Whisper Medium French
Property | Value |
---|---|
License | Apache 2.0 |
Training Dataset | Common Voice 11.0 |
Best WER Score | 11.14% (normalized) |
Framework | PyTorch |
What is whisper-medium-french?
Whisper-medium-french is a specialized speech recognition model fine-tuned from OpenAI's Whisper medium model, specifically optimized for French language transcription. This model achieves state-of-the-art performance with a normalized Word Error Rate (WER) of 11.14%, significantly improving upon the original Whisper medium model's performance on French content.
Implementation Details
The model was trained using a carefully crafted procedure with Adam optimizer, linear learning rate scheduling, and mixed precision training. Key training parameters include a learning rate of 1e-05, batch size of 32, and 5000 training steps with 500 warmup steps.

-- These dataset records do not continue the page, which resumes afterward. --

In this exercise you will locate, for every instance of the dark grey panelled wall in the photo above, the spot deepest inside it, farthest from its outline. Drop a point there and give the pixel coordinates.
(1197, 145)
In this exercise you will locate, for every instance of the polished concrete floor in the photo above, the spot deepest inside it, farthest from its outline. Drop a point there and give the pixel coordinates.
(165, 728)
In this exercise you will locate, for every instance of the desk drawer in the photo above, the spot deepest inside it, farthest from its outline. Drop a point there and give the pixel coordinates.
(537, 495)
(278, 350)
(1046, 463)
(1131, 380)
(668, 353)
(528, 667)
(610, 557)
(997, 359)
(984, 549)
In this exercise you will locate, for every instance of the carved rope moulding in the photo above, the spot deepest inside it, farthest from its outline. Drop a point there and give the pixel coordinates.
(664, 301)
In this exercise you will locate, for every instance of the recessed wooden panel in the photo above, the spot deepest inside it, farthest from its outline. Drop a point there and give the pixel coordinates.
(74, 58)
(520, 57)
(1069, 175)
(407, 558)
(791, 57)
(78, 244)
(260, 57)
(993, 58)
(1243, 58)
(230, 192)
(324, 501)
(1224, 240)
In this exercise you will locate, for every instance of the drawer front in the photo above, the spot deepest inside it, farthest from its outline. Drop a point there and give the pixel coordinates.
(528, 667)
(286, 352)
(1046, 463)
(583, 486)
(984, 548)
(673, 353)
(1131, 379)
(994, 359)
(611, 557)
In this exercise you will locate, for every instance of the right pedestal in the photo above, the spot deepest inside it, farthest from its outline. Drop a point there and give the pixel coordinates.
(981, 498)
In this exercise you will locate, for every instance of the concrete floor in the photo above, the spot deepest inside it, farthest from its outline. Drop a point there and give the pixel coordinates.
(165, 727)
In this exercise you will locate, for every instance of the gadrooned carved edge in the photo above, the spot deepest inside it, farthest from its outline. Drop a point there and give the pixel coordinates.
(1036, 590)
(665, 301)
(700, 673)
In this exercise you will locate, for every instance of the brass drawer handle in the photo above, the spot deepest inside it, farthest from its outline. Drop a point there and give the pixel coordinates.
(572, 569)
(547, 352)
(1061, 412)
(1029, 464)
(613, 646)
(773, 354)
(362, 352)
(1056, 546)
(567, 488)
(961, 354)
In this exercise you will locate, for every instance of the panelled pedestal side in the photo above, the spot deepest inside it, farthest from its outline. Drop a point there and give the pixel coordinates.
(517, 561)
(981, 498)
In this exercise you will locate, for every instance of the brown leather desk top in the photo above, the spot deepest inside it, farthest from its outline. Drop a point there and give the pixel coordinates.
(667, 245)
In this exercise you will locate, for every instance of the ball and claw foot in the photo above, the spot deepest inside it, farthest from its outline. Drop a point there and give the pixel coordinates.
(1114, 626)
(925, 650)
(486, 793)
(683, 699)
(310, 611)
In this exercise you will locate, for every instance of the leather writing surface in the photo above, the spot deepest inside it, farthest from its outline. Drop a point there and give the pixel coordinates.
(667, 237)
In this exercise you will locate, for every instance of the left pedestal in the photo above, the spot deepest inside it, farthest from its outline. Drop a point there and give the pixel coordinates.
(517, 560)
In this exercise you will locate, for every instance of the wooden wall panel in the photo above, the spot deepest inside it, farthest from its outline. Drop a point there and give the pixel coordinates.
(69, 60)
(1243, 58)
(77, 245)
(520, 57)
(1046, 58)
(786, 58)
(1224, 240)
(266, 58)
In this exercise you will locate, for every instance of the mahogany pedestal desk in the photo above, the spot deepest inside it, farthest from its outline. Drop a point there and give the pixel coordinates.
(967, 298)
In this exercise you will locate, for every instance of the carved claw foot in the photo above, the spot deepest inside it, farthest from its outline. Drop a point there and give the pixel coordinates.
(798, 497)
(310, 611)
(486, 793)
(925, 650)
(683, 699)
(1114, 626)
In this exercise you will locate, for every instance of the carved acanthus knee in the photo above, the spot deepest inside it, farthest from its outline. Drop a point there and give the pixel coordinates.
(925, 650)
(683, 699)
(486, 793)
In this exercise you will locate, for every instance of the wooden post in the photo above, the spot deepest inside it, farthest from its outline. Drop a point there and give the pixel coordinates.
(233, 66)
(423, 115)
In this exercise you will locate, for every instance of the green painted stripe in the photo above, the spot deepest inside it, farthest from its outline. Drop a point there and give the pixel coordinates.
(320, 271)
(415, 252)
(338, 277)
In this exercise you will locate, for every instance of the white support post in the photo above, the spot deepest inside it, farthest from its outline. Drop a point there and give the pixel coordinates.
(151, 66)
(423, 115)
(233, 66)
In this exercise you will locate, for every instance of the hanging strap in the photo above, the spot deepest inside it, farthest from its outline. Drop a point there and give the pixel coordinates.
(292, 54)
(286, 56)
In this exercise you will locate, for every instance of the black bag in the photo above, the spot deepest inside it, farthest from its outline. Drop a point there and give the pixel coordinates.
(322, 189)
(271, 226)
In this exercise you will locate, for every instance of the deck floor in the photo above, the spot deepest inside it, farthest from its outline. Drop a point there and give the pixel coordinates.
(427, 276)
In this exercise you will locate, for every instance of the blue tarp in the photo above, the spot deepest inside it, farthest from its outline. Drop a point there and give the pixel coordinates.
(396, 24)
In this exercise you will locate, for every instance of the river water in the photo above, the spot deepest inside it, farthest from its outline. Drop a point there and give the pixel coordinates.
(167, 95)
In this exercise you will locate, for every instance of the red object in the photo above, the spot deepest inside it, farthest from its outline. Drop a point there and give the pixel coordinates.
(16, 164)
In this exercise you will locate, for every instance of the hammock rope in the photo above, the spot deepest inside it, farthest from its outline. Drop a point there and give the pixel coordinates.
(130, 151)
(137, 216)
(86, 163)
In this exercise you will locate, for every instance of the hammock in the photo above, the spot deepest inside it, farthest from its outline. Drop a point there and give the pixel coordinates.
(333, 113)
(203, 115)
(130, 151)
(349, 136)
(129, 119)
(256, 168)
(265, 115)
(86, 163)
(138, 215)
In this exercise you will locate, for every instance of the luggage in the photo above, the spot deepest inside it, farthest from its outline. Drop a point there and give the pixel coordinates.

- Native AMP mixed precision training
- Trained on Common Voice 11.0 dataset
- Achieves 15.89% raw WER and 11.14% normalized WER
- Implements Transformer architecture with PyTorch
Core Capabilities
- High-accuracy French speech transcription
- Improved performance over original Whisper medium model
- Robust handling of various French accents and speaking styles
- Optimized for production deployment
Frequently Asked Questions
Q: What makes this model unique?
This model achieves better performance than the original Whisper medium model on French transcription, with a normalized WER of 11.14% compared to the original 16.0% on Common Voice dataset.
Q: What are the recommended use cases?
The model is ideal for French speech transcription tasks, particularly in applications requiring high accuracy such as subtitle generation, meeting transcription, and voice command systems.